HH, portrait de l’artiste en figure trouble

Depuis maintenant plus d’une quinzaine d’années, Hippolyte Hentgen n’a de cesse d’investir un réservoir d’imageries, d’iconographies et de collages, en élaborant des versions élargies et en constante redéfinition d’une pratique du dessin. Rencontre et réunion de Gaëlle Hippolyte et Lina Hentgen, Hippolyte Hentgen tient à la fois de l’atelier siamois, de l’entité et de l’unité de production à quatre mains. Créature fictive à l’identité floue et ambigüe, jouant du neutre comme du pluriel, brouillant les cartes quant à la notion d’auteur/autrice, Hippolyte Hentgen s’appréhende comme un laboratoire de formes qui se distingue par cette considération du territoire du dessin, selon un mode expansif et nomade, empirique et intuitif. Marque du caractère proliférant de ses représentations, les productions du binôme mêlent greffes, glissements et autres télescopages réjouissants qui participent d’un vaste upcycling baroque, revisitant un répertoire iconique allant de la culture populaire à l’histoire de l’art, du cartoon au modernisme, de l’underground au esthétiques folkloriques. Manière d’enquêter par la bande sur la question des registres, une historiographie des signes et de son industrialisation de masse, les œuvres des deux artistes conjuguent horizontalité des sources et des confections, sur fond d’updating de styles et de leurs multiples variations, au moyen de peintures murales, spectacle, installations…

À la suite de leur résidence à Paradise, Hippolyte Hentgen présentent l’exposition Bleue vapeur, à la façon de l’émanation fantasmatique et polymorphe. Toujours dé fini comme un lieu de passage, de transformation et d’expérimentation pour le duo, l’idée du studio prend dans le contexte, la forme et les contours du traitement et de la traduction organique et matérielle. Correspondant à l’échantillonnage constant et à l’exploration des différents états de l’image, les grandes toiles peintes et collages d’ Hippolyte Hentgen se déclinent ici à la manière de screens oniriques, entre photographie et photogrammes, par le biais de l’usage de la techniques du pochoir et de l’aérographe.

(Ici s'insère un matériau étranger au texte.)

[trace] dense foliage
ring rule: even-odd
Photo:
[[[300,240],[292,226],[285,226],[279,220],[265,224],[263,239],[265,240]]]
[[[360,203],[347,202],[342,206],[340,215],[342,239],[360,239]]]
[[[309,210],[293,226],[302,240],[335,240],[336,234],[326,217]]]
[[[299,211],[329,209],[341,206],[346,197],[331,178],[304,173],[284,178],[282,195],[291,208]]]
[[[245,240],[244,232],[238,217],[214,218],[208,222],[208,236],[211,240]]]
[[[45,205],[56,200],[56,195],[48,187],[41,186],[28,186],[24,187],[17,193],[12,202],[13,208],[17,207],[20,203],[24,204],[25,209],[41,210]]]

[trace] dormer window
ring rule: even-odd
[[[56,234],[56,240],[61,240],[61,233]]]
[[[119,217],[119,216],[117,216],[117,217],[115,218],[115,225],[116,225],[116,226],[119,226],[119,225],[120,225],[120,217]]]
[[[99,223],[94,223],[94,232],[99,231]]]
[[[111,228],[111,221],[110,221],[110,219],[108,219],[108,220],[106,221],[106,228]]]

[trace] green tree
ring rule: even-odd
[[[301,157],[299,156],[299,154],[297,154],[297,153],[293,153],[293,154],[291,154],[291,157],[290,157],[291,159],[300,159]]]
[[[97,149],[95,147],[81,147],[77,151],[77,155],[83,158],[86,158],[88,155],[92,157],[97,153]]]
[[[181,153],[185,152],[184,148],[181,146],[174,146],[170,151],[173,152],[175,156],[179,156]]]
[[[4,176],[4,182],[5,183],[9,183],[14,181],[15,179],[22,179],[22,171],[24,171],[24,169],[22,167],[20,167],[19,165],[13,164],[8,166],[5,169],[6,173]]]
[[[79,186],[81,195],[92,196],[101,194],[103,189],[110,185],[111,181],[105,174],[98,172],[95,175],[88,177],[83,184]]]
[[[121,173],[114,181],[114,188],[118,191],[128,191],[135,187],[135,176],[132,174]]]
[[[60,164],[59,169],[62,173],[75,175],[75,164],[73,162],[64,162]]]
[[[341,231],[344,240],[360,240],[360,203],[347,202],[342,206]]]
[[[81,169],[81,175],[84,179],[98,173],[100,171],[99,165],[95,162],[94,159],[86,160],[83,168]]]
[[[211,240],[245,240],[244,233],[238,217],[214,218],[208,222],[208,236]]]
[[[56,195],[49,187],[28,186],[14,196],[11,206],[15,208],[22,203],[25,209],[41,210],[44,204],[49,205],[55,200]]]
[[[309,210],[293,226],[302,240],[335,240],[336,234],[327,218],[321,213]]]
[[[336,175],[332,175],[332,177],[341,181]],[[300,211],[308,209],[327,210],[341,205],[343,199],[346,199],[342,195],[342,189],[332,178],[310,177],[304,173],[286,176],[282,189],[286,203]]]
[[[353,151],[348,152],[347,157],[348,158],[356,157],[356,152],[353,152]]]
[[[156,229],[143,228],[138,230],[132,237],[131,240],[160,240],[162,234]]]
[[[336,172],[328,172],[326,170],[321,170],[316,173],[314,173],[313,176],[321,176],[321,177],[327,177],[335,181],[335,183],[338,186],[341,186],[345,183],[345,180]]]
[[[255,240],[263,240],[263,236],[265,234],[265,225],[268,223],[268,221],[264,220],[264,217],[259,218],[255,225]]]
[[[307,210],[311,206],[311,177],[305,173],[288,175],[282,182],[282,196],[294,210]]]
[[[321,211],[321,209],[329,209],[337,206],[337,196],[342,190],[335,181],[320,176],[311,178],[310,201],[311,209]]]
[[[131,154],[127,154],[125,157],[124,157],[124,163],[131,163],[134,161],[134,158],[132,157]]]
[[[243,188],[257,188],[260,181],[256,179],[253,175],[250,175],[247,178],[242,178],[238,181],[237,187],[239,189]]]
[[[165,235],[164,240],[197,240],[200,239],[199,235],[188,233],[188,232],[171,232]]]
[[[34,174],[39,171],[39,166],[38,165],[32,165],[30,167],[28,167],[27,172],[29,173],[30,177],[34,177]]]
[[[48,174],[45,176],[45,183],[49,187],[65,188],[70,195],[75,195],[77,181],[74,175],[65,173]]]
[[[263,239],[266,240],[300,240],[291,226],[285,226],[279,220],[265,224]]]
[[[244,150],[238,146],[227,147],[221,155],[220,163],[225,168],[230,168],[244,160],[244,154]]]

Breloques et objets, végétaux collectés pendant leur temps de résidence, de même que les corps des deux artistes, deviennent les supports, traces et éléments à des transferts et montages en deux dimensions. Jeux d’échelles avec la lumière et les couleurs pastels, assemblages de plans dans le cadre, Bleue vapeur s’agence sur le fond diffus d’un vaste dessin sur les murs de la galerie mêlant brumes et vapeurs de peinture.

Venus hanter l’espace en noir et blanc, le végétal, la statuaire, les lignes anatomiques des deux artistes modèles continuent à procéder par effets de contamination et d’apparition, de transparence et de surimpression dans le film Vapori Grigi. Volontiers spectral, rappelant un peu l’Orphée de Cocteau, tout en reprenant certains codes du New american cinema, ou du film camp, dans le versant happening expérimental, le film tourné à Rome l’année dernière, mixe compositions ornementales et textures graphiques selon un plan séquence à la nature hétérogène : avec pour décor la Villa Medicis, ses jardins et ses sculptures, les figures d’Hippolyte Hentgen s’impriment en caméo sur des motifs floraux et courbes de statues antiques, que par la suite des mains caressent… Sur fond de boucles de synthé, clin d’œil au musiques de Maurizio Bianchi, les échos distordants de la bande son noise, composée par Paul Bonnet, fait écho à la dérive visuelle et aux jeux anthropomorphiques entre poses et gestuelles, perspectives et volumes, Vapori Grigi tient de la mise en place non programmatique d’une matière vivante, qui devient tableau généralisé.

Dans « A feast for open eyes »,1 le premier article évoquant le film de Jack Smith, Flaming creatures, Susan Sontag parle de la joie, et de ce qu’elle décrit comme une ingénuité et innocence des corps en mouvement qui s’en dégagent. A la croisée des notions de pratique et de plaisir, et à l’instar de l’oeuvre mythique de l’américain, sorte de « steaming creatures » chromatiques ou en noir et blanc, l’exposition Bleue vapeur d’Hippolyte Hentgen diffuse la trame d’une sororité plastique et intime, qui s’offre selon l’accrochage et la mise en abyme, le dé filement et l’image animée, et met en scène les silhouettes des deux artistes, à la manière d’une signature, sensible, double et fantôme.

Frédéric Emprou


1 in le journal The Nation, 30 mars, 1964.